During our argument about my, to quote @iamdiddy, 'bitchassness' behavior Matthew made the comment "Well they're my friends and I accept them for who they are". So why couldn't I? I actually said something along the lines of "Well I just wouldn't be able to hang out with someone like that".
Like what? Happy? Full of joy? Loud? Not normal?
Who the hell am I to say what's normal or not? Most people think I'm not normal because I play life so close to the vest and am usually entirely too serious. But that's just me. That's how I am. Loud and boisterous is how those guys are. Overweight and wearing too small shirts is, at least at that particular moment, how the women in those pictures were.
I think I've strayed a bit but the whole thing just really got me thinking.
"They're my friends and I accept them for who they are."
Is the reason we have such a hard time doing that to people who we view as odd, or different, or whatever kind of characteristic that stands out to us as not 'OK', because maybe we don't accept ourselves as who WE are so we point out the flaws in others to compensate?
It's definitely something to think about.
Someone who points out and pokes fun at the differences in people is not the kind of person I want to be.
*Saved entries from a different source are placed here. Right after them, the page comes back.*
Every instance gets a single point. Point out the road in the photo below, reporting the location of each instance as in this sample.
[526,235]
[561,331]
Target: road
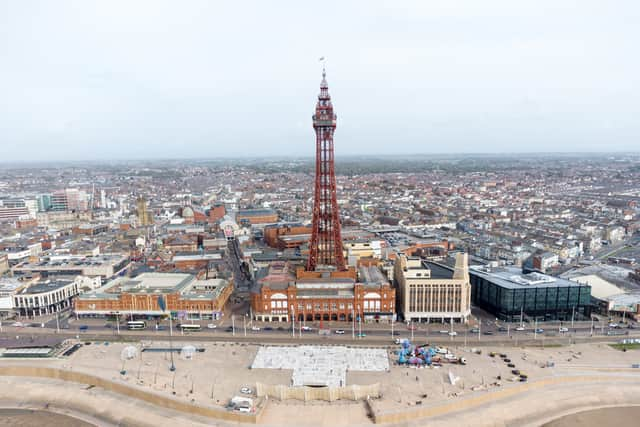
[374,334]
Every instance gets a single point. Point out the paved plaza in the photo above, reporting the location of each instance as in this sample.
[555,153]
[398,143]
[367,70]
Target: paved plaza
[321,365]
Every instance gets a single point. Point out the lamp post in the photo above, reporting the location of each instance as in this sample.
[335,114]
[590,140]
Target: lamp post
[353,323]
[173,366]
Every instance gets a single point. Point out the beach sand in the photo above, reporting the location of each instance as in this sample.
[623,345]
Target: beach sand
[28,418]
[619,417]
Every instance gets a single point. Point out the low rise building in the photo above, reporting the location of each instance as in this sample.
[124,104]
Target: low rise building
[510,294]
[283,294]
[46,297]
[256,216]
[429,291]
[185,297]
[71,265]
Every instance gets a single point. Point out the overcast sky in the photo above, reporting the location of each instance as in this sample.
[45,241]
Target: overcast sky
[157,79]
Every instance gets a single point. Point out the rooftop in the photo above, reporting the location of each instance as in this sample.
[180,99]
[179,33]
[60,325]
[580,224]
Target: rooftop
[513,278]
When I told Matthew he shouldn't be with me, that he deserved someone better because I wasn't a good person, he said this - "You're as good as you want to be". Then he told me was with me because he WANTED to be, regardless of whether I thought he should be or not.
So I guess the next step is figuring out just how good of a person I want to be and start working on getting there. Then thank God each and every day for blessing me with such an incredibly wonderful man.